Grève consécutive à une faute de l’employeur : ce qu’un syndicat peut réclamer en justice
La Cour de cassation rappelle qu’un syndicat peut agir en justice pour faire reconnaître que des salariés ont été contraints de faire grève en raison d’une faute de l’employeur.
Toutefois, il ne peut pas demander que l’employeur soit condamné à verser aux salariés grévistes les salaires non perçus pendant la grève, cette action relevant de l’initiative individuelle des salariés.
1/ Un syndicat saisit la justice après une grève liée à une faute de l’employeur
En 2018, des salariés d’une succursale française d’une société détenue par l’État portugais se mettent en grève du 17 avril au 30 juin pour protester contre des projets de restructuration.
Ils reprochent à leur employeur un manque d’information sur les risques pesant sur leur emploi, source d’un stress intense les ayant contraints à cesser le travail.
Le syndicat réclame alors en justice :
- Des dommages-intérêts pour atteinte à l’intérêt collectif de la profession,
- La régularisation des salaires non versés aux grévistes.
La cour d’appel rejette ces demandes, et le syndicat se pourvoit en cassation.
2/ Les limites de l’action syndicale pour la défense de l’intérêt collectif
Les syndicats peuvent exercer en justice les droits réservés à la partie civile pour défendre l’intérêt collectif de la profession (Article L. 2132-3 du Code du travail).
Ils peuvent ainsi :
- Faire reconnaître une irrégularité de l’employeur par rapport aux dispositions légales ou conventionnelles,
- Demander des dommages-intérêts pour atteinte à l’intérêt collectif de la profession,
- Obtenir une injonction pour mettre fin à l’irrégularité constatée.
En revanche, ils ne peuvent pas demander réparation des préjudices individuels des salariés, car cela relève de la liberté de chaque salarié d’engager une action en justice (Cass. soc. 11 septembre 2012, n° 11-22014).
Par exemple, un syndicat peut exiger le respect du maintien du salaire lors des jours fériés, mais pas obtenir les rappels de salaire pour les salariés concernés (Cass. soc. 6 novembre 2024, n° 22-21966).
3/ Un syndicat peut faire juger que des salariés ont été contraints de faire grève
La Cour de cassation confirme que si les salariés ont été contraints d’arrêter le travail en raison d’un manquement grave et délibéré de l’employeur, celui-ci peut être condamné à les indemniser (Cass. soc. 29 mai 1996, n° 94-41948).

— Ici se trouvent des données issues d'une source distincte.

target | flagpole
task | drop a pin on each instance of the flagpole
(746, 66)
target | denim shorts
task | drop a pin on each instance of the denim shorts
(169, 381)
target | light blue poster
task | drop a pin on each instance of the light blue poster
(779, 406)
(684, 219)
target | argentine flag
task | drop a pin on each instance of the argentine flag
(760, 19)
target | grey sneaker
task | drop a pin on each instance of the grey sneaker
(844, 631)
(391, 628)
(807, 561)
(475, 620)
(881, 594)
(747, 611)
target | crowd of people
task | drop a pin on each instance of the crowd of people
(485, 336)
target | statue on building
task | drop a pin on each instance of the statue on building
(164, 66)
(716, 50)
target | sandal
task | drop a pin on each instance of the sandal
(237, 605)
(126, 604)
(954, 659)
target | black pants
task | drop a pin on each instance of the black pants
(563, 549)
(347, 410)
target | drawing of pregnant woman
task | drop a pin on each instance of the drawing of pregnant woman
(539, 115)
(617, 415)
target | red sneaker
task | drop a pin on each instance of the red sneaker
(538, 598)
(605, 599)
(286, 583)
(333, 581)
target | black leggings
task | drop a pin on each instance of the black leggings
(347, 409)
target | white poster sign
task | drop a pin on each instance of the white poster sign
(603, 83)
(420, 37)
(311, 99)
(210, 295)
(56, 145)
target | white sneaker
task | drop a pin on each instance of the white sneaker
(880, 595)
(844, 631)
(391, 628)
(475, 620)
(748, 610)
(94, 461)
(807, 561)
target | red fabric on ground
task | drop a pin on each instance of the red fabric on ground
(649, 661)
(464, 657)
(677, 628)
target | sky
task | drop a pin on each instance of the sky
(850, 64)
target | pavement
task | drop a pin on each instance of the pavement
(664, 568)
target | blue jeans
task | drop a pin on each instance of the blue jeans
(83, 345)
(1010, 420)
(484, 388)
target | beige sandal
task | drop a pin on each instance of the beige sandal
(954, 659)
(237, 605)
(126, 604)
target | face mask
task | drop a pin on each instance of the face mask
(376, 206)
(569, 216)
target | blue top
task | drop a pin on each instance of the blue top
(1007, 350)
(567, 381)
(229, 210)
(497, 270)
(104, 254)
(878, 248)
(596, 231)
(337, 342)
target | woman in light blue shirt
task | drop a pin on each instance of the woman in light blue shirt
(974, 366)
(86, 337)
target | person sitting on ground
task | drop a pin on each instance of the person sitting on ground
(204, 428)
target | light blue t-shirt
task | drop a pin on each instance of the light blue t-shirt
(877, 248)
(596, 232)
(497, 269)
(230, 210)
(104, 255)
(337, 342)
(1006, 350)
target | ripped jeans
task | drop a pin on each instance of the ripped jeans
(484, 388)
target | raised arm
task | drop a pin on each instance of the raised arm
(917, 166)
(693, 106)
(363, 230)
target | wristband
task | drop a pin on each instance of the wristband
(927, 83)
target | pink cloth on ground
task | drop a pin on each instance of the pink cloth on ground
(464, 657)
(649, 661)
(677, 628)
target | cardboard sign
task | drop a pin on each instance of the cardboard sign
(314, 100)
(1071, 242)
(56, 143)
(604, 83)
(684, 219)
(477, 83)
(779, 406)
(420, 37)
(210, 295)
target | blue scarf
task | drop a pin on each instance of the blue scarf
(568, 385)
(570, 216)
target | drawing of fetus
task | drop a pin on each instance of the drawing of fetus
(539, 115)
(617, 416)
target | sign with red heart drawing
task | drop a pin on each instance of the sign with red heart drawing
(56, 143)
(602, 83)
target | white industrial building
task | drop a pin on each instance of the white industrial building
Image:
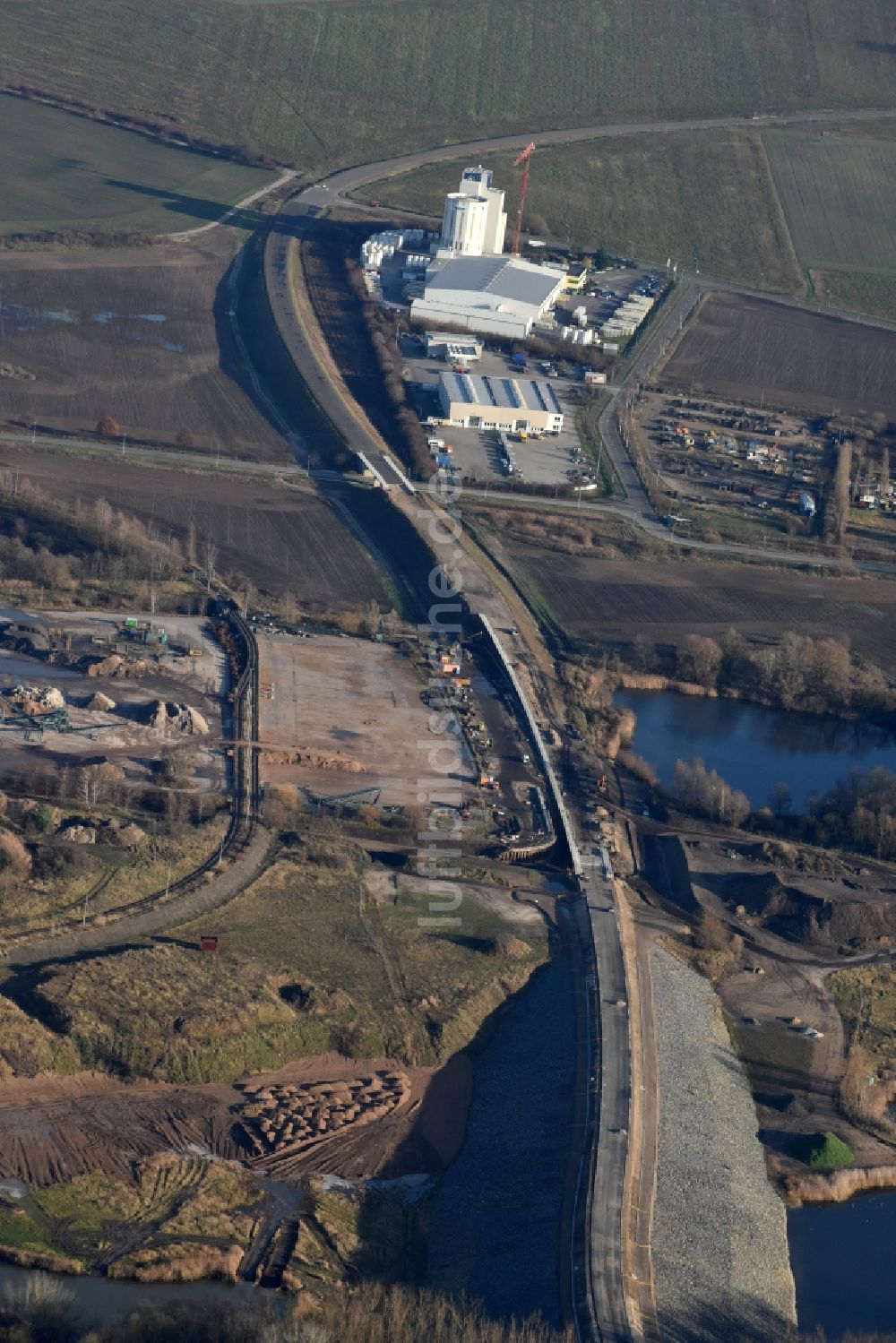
(474, 220)
(498, 296)
(455, 349)
(514, 404)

Elle précise que l’action d’un syndicat visant à faire reconnaître cette contrainte relève bien de la défense de l’intérêt collectif de la profession.

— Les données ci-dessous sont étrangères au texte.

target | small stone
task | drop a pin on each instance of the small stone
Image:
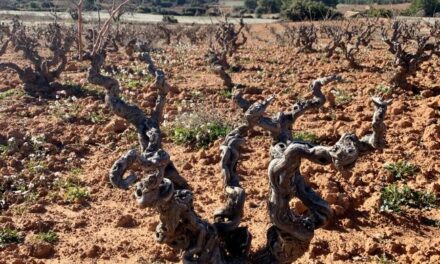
(37, 209)
(116, 125)
(427, 93)
(411, 249)
(42, 250)
(187, 166)
(331, 198)
(371, 246)
(347, 223)
(126, 221)
(92, 252)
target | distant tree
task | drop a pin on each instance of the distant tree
(425, 7)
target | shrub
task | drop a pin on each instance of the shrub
(393, 198)
(401, 169)
(299, 10)
(9, 236)
(379, 12)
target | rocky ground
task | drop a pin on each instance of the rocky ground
(56, 155)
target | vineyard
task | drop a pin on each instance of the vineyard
(311, 142)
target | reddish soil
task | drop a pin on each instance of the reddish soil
(110, 228)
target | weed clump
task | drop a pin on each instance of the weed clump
(9, 236)
(393, 198)
(198, 129)
(49, 237)
(401, 169)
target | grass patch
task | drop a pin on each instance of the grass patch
(305, 136)
(394, 198)
(49, 237)
(199, 136)
(401, 169)
(9, 236)
(342, 97)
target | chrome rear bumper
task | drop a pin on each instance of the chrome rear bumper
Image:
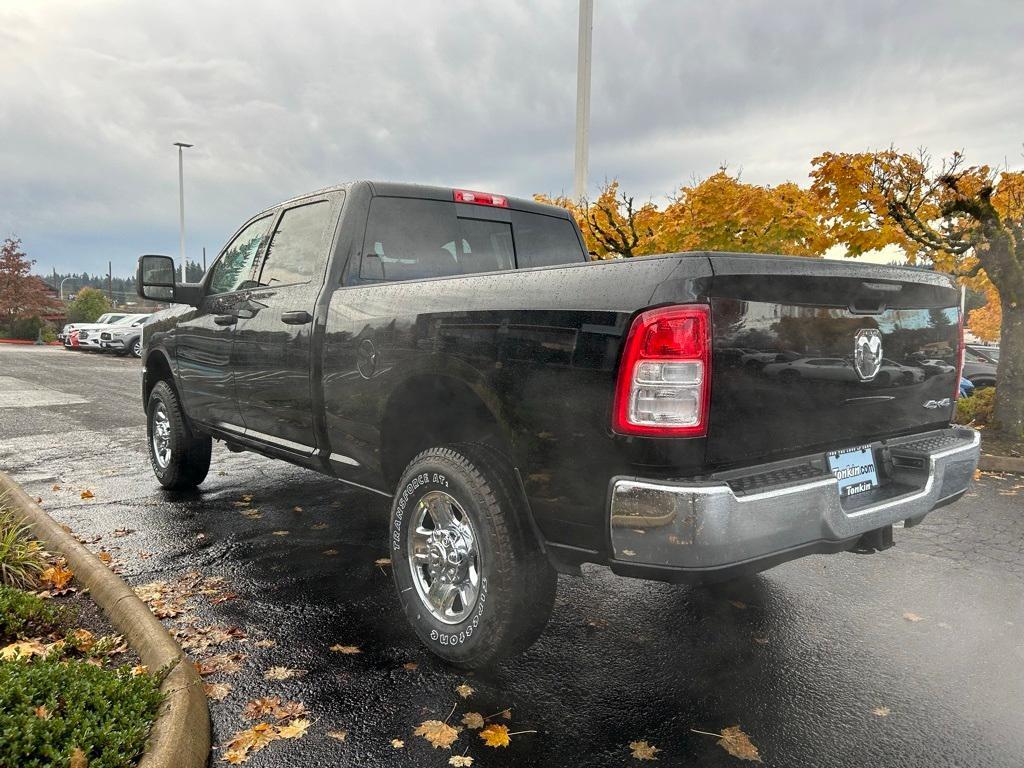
(786, 507)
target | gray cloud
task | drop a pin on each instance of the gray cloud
(282, 98)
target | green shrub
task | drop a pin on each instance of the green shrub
(26, 328)
(23, 614)
(22, 557)
(978, 408)
(104, 713)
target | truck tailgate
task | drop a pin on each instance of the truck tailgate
(811, 354)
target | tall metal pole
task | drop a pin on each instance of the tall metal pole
(583, 97)
(181, 205)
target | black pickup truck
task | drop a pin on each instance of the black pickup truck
(690, 417)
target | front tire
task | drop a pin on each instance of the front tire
(471, 577)
(180, 460)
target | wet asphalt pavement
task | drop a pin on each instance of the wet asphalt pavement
(910, 657)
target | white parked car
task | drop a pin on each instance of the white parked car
(88, 335)
(122, 338)
(102, 320)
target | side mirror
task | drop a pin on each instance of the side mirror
(155, 279)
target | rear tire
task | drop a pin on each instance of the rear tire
(460, 532)
(180, 460)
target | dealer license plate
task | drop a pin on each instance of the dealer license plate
(854, 469)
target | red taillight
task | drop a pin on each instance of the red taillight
(960, 358)
(664, 385)
(480, 199)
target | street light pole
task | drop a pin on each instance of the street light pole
(181, 205)
(583, 97)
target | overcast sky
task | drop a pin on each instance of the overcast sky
(285, 97)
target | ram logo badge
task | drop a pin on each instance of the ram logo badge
(867, 352)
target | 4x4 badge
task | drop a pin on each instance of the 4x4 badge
(867, 352)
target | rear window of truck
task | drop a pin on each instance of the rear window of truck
(409, 239)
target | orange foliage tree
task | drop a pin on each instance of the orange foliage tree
(719, 213)
(966, 220)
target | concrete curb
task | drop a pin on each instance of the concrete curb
(180, 735)
(989, 463)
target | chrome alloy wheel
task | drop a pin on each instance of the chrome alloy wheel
(161, 435)
(443, 558)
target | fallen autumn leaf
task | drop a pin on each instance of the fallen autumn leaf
(437, 733)
(643, 751)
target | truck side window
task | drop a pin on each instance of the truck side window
(544, 241)
(235, 267)
(486, 246)
(297, 245)
(408, 239)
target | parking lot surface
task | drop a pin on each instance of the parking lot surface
(909, 657)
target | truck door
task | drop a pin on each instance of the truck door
(271, 355)
(204, 336)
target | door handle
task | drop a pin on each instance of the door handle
(297, 317)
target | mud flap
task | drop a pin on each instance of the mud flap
(875, 541)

Ainsi, le syndicat pouvait légitimement agir en justice pour faire reconnaître que la grève était due à une faute de l’employeur et demander des dommages-intérêts à ce titre.

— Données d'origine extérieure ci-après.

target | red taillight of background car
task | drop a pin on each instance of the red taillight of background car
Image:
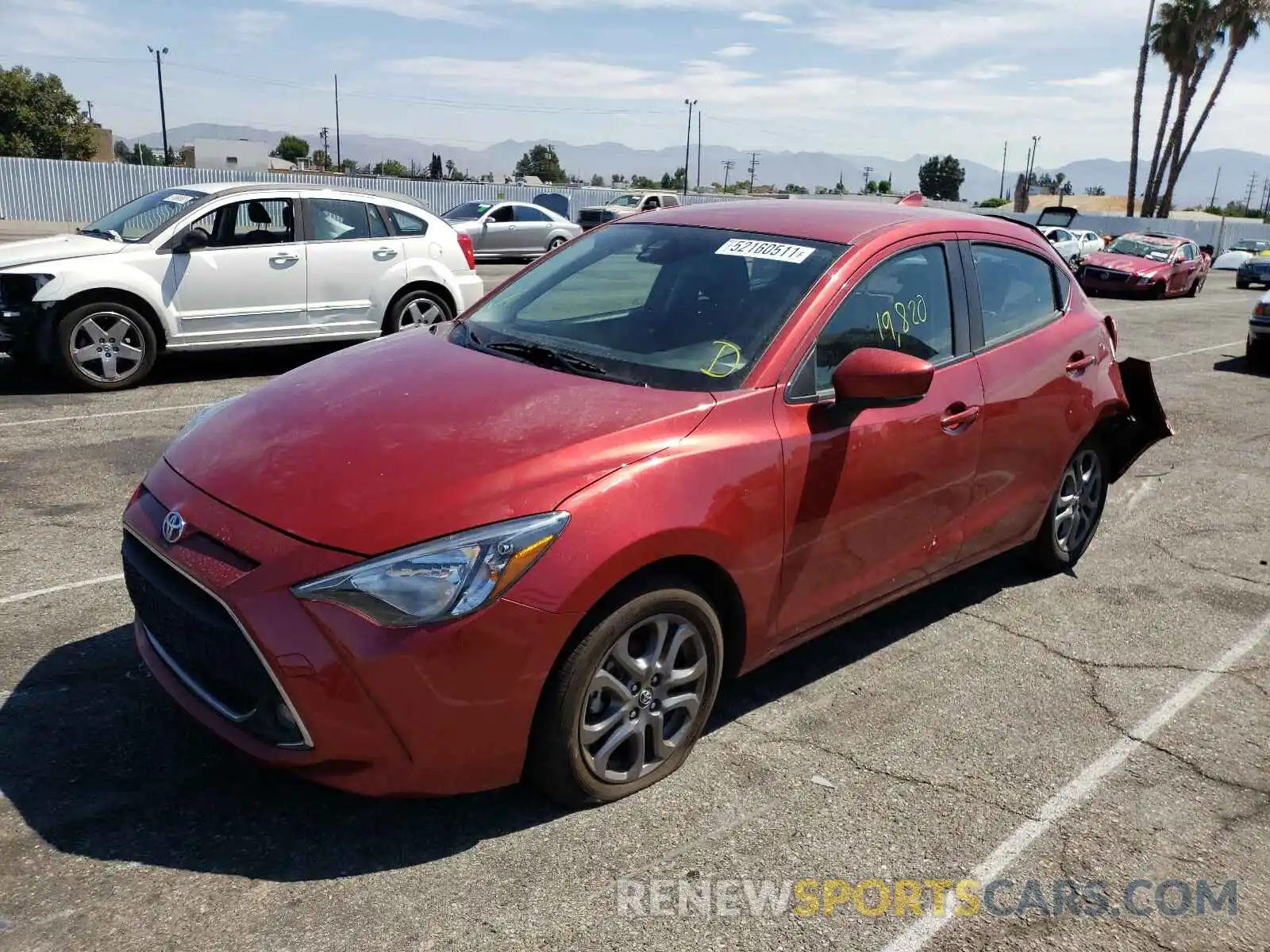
(467, 245)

4/ Un syndicat ne peut pas exiger la régularisation des salaires non versés
En revanche, la Cour de cassation confirme l’irrecevabilité de la demande du syndicat visant à obliger l’employeur à verser aux grévistes les salaires et primes dont ils ont été privés.
Elle rappelle que seuls les salariés concernés peuvent agir individuellement pour obtenir réparation de leur préjudice financier.